Wednesday, August 20, 2014 4:41:08 PM | posted by Ginger Bahardar
It is interesting to talk about how we " feel" about psycho pharmaceuticals. As opposed to thinking rationally. I try to keep up with the latest research, especially research that is not funded by pharmaceutical companies. I think about the theory of how different drugs act in the brain. I think about side effects. I think about what happens with long term usage of the drugs. This is not about how I feel , at all. When I make a thoughtful decision about weighing the benefits and risks, I am thinking, not feeling.
I know that the human body and the human brain and mind are very complex systems, that we are beginning to understand. This is what brings a rational decision to be very careful with prescription drugs . When we know that less risky interventions work, isn't it rational to try that first? Unless there is some kind of life threatening emergency?

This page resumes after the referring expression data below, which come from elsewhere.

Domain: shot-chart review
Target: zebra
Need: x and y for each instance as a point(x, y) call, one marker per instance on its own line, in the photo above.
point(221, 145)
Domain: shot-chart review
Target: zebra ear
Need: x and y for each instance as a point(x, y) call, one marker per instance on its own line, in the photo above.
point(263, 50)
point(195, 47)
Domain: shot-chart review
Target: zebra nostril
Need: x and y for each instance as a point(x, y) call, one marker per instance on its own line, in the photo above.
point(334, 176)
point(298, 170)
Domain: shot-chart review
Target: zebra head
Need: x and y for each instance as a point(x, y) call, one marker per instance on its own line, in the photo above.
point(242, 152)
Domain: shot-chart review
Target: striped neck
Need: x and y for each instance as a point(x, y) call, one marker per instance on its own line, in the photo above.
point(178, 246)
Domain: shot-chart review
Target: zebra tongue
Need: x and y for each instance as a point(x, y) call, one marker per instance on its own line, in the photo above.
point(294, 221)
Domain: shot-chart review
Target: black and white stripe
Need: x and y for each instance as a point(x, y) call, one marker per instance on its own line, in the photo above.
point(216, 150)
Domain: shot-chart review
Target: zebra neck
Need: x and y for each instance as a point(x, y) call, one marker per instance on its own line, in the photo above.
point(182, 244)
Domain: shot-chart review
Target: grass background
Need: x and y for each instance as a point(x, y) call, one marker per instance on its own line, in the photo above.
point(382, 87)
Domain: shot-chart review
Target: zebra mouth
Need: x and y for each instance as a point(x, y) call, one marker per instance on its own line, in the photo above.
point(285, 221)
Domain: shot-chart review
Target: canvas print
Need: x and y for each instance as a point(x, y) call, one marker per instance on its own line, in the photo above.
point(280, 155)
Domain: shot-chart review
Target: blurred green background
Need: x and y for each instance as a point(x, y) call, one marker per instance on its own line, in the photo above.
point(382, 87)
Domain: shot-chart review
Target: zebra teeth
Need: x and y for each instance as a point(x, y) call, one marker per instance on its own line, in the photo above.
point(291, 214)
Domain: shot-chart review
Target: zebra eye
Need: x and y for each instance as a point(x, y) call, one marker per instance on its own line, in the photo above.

Wednesday, August 20, 2014 3:27:20 PM | posted by Lynn Johnson
My feeling about medication: Over-rated. Evidence is there is a very small effect from antidepressants. Low-dose antipsychotics have terrible side effects, weight gain, insulin resistance and even type 2 diabetes . . . We should be caution. It isn't irrational.

Wednesday, August 20, 2014 2:52:35 PM | posted by Avraham Cohen
Mr. Anderson seems to be blissfully ignorant of the research that shows the incredible and permanent damage caused by many of these medications. He further develops a 'straw man' about therapist fears and ignorance about medications and then proceeds to tear it down. I have seen these effects over years with individuals with whom I have worked. This is not to say that short-term and judicious use of some medications is not helpful to some to help them get over a hump, but the assumption that imbalances in brain chemistry is the cause of problems rather than an inevitable outcome of years of anxiety based on flawed personal experiences from earliest days is to miss the fact that developmental processes that are disrupted is a huge factor is to miss the whole point of working in depth and breadth with humans who are suffering.
Mr. Anderson comes off to me as a minion for the pharmaceutical industry.